He examines the political implications to Scotland of the marriage of Mary to the Dauphin, and that the ceding of the Crown Matrimonial to François meant that Mary’s natural heir, the Duke of Chatelherault and his son the Earl of Arran, were given a reason to join the Lords of the Congregation in their opposition to the regency of Mary’s mother. As Mary grew to adulthood in France, Scotland’s elite, with the exception of her mother, the Queen-Regent, were turning away from the Auld Alliance with Catholic France, and seeking to join in common cause with Protestant England.
Stedwall gives an excellent summary of the position in Scotland and the alignment of the various factions on Mary’s return from France as a widow. He makes it clear that combination in factions was not just a religious matter. The Catholic Huntly and the Protestant Bothwell were both opposed to the Protestant Moray, who was pro an alliance with England. Stedall, unlike many other writers, believes that Moray always entertained ambitions to snatch his half-sister’s throne, but was willing to content himself with being her chief advisor, until the advent of her second husband, Lord Darnley.
In describing her reign, Stedall concludes that Mary, whilst clever and astute in many ways, and adept at gathering personal support ‘showed political naivety and a misjudgement of people’. He also convincingly demonstrates that her marriage to Darnley was a headstrong act, undertaken almost entirely without support from any of her nobles and saddled her with a fatal liability.

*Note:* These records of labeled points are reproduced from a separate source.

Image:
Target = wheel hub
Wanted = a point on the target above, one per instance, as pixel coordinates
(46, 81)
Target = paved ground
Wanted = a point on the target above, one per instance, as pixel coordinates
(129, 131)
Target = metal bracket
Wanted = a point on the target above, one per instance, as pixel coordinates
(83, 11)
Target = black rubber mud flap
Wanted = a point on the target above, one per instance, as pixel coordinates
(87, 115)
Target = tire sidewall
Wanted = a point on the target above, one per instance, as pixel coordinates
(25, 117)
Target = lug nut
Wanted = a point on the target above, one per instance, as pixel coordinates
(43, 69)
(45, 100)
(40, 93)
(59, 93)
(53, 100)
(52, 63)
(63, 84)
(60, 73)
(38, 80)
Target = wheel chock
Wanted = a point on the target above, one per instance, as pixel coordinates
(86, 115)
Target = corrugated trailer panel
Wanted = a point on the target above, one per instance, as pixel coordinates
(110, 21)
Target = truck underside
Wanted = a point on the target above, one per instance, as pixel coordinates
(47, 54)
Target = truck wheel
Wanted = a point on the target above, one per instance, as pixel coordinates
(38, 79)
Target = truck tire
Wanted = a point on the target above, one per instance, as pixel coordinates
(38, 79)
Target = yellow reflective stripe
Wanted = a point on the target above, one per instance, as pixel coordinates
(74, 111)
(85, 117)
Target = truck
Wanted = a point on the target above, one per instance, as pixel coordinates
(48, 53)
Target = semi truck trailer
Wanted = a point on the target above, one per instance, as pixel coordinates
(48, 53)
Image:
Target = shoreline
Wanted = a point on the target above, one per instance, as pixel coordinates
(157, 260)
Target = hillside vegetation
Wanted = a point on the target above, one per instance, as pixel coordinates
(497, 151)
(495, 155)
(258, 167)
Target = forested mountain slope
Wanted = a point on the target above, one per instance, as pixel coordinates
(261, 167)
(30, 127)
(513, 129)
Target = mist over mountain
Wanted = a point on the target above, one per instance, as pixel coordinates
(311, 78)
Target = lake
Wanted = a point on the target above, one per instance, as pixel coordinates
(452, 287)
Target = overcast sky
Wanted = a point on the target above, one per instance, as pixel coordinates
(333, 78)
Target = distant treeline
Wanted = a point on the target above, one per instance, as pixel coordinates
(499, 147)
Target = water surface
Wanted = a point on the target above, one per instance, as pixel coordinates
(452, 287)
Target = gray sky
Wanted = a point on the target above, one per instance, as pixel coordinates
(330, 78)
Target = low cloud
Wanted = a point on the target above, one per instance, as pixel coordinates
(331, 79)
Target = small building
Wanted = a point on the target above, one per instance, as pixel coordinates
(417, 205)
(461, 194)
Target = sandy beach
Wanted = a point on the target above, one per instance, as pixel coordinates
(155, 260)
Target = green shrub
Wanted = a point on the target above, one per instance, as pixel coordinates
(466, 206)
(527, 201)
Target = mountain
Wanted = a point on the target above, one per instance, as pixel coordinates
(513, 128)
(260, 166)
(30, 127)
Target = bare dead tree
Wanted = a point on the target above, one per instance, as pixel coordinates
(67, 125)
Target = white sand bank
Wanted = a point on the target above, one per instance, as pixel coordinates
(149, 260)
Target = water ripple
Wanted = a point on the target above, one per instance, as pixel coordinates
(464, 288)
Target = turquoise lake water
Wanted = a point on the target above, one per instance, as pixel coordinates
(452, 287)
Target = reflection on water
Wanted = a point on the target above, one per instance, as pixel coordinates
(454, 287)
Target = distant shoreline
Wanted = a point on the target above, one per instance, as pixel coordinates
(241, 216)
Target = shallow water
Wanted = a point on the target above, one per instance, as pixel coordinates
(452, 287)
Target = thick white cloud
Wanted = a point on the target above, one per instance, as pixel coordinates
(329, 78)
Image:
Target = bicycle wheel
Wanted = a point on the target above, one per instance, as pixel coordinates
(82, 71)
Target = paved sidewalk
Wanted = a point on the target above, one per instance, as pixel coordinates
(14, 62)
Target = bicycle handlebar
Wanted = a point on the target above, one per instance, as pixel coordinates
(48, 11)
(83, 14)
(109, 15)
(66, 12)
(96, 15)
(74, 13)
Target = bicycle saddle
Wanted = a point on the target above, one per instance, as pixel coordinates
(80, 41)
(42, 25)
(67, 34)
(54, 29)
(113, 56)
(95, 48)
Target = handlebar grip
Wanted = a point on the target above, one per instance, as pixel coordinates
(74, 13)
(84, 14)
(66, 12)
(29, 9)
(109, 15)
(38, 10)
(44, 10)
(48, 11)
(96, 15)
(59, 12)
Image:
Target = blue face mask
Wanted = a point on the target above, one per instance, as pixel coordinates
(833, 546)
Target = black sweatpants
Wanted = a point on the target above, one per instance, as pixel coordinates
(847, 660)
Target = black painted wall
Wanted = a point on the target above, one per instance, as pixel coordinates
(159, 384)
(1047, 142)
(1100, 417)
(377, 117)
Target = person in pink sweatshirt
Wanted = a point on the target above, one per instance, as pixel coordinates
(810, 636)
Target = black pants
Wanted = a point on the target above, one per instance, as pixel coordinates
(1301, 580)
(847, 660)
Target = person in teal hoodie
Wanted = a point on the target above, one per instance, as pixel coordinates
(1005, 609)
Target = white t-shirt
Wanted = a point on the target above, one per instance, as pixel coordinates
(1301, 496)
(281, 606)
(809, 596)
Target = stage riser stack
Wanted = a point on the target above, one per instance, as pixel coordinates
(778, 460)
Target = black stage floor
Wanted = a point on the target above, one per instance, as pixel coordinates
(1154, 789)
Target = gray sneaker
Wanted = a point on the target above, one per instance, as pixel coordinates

Stedall takes a different approach to the murder of Rizzio, from that espoused by John Guy in ‘My Heart is My Own’. It is Stedall’s contention that Darnley intended Mary and their unborn child to die after the shock of witnessing the murder, with the goal of claiming the crown himself, through his own Stewart blood (although the Duke of Chatelherault was widely accepted as the next heir).
The narrative of Darnley’s death is complex, as the subject itself is complex. Stedall’s view is that Mary was innocent of the murder, and the whole plot was masterminded by Moray from start to finish, with Bothwell being manipulated into thinking it his own idea, and actually arranging it. Mary is shown as walking into the trap of appearing to be complicit in the murder of Darnley and her apparent abduction, by being too shamed by having slept with Bothwell (whether willingly or not) to refuse to marry him. Stedall concludes, however, that Mary’s own failure to listen to sensible advice, and her stupidity in marrying Bothwell, despite it being evident that he had been involved in Darnley’s murder, were the ultimate causes of her downfall.
This first volume in a two-volume work ends with Mary’s deposition and Moray’s acceptance as Regent.
Stendall’s style is readable, and I received the impression that he knew the details of his subject well. Where the writer’s inexperience perhaps shows is in a few places where the narrative becomes confused. Occasionally, lots of pronouns rather than names mean it is unclear exactly who was doing what to whom – the tendency of all the participants in the politics of the 1550s and 156os to change sides and betray each other making it difficult to infer the idenities from the context.
Annoyingly, the kindle version of the book has jumbled footnotes that merge into the text.